A vehicle’s 0-60 is just as it sounds; how long it takes to get from 0-60mph on the speedometer. You’ll usually find sports cars can accelerate to 60mph in just a few seconds, whilst a people-carrier or heavier vehicle takes longer. Bear in mind that these figures are generated under test conditions, although it’s handy to know this figure to assess how fast your new car will be able to accelerate on the motorway!
Safety ratings are all about how safe your car is – it will have been tested in wreck conditions for a number of safety features, and you can usually find out more about how safe a specific model is by researching online or asking your dealer.
It’s actually nothing to do with horses – this refers to your engine’s output. One horsepower is what is required in order to lift 550 pounds a foot off the ground in one second. This can be affected by vehicle aerodynamics, weight, gearing etc., so there’s no magic number to search for.
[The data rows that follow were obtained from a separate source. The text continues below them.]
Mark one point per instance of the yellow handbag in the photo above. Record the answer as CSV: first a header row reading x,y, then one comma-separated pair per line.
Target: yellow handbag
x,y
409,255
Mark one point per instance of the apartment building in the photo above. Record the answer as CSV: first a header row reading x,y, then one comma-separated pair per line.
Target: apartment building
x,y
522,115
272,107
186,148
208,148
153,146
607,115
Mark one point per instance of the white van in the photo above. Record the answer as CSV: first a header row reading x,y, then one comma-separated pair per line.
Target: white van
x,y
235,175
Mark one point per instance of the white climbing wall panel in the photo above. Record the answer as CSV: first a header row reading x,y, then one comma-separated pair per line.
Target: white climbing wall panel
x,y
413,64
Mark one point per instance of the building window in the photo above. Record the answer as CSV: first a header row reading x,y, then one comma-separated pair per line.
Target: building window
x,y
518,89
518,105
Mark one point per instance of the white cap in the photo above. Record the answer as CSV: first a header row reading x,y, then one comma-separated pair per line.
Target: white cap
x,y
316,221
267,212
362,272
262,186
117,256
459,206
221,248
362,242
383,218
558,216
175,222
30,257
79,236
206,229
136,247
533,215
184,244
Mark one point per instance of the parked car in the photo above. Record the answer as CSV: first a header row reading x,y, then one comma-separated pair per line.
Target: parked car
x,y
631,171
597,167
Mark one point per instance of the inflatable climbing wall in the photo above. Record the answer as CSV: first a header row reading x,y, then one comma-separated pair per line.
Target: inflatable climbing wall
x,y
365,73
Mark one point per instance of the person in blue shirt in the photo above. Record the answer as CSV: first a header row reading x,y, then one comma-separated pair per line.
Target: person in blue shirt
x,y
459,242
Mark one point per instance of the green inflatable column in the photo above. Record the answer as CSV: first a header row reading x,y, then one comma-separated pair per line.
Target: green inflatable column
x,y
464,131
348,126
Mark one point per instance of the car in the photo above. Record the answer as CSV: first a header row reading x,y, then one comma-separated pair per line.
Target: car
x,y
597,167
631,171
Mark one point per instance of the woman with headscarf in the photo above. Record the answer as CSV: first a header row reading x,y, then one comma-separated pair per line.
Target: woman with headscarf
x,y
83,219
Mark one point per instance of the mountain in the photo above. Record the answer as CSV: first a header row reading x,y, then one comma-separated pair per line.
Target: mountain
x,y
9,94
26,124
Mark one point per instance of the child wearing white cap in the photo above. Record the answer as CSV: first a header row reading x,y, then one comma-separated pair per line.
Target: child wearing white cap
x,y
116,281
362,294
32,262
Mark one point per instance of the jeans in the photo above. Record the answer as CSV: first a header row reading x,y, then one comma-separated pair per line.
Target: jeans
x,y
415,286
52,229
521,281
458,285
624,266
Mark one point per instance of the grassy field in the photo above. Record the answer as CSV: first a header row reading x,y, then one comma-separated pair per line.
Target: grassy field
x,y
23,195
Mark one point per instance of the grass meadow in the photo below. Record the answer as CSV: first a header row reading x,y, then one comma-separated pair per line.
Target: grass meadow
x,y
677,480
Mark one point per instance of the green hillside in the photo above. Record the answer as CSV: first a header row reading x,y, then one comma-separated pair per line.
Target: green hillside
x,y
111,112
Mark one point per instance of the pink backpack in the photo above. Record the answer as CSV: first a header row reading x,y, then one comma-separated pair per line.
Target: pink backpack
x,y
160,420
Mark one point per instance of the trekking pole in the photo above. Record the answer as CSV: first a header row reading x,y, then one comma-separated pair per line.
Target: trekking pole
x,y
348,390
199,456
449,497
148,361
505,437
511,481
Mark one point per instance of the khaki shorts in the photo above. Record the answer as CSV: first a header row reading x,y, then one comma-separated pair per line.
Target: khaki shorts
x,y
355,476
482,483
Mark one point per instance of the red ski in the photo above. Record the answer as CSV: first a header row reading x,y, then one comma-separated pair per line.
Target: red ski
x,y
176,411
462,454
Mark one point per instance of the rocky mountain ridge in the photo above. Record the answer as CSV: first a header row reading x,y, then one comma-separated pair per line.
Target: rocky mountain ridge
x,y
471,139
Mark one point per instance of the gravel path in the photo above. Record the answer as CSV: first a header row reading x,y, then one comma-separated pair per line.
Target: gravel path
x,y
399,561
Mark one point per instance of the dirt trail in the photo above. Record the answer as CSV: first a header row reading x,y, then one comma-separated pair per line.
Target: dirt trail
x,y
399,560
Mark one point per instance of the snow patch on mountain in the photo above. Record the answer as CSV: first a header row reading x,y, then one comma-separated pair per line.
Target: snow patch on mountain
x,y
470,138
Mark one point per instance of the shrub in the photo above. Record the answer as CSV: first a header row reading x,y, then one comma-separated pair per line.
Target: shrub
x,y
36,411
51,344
You might be wondering what constitutes a ‘classic car’? It’s generally defined as a car manufactured more than 25 years ago – although in the UK and US the definition varies slightly.
Originally, pony cars were the Ford Mustang and any other four-seater sports cars with a long bonnet and short trunk. Pony cars are most often referred to when buying a car in the American market.
If you own a classic car or attend classic car shows, you may hear this term, and it means the vehicle has been driven sparingly, so is mostly towed by trailer to shows and other events.
If your car dealer keeps referring to MSRP, that’s the manufacturer’s suggested retail price (sort of like RRP) – you might also hear this referred to as ‘sticker price’, which is the price you’ll see on the car in the showroom. Checking out a car’s MSRP beforehand will ensure you don’t get taken for a ride!
You’ve heard of manuals and automatics, but a manumatic? This is generally an automatic car which has a separate mode for changing gears that can be operated by the driver.
So what’s a CVT automatic? This is a continuously variable transmission – but what does that even mean? It means you won’t notice gear changes as in a traditional automatic vehicle, as the car makes tiny, imperceptible shifts according to the load, throttle position etc.
Now you’re up to date on some basic (and not so basic) car lingo, you’re ready to start shopping for that dream car!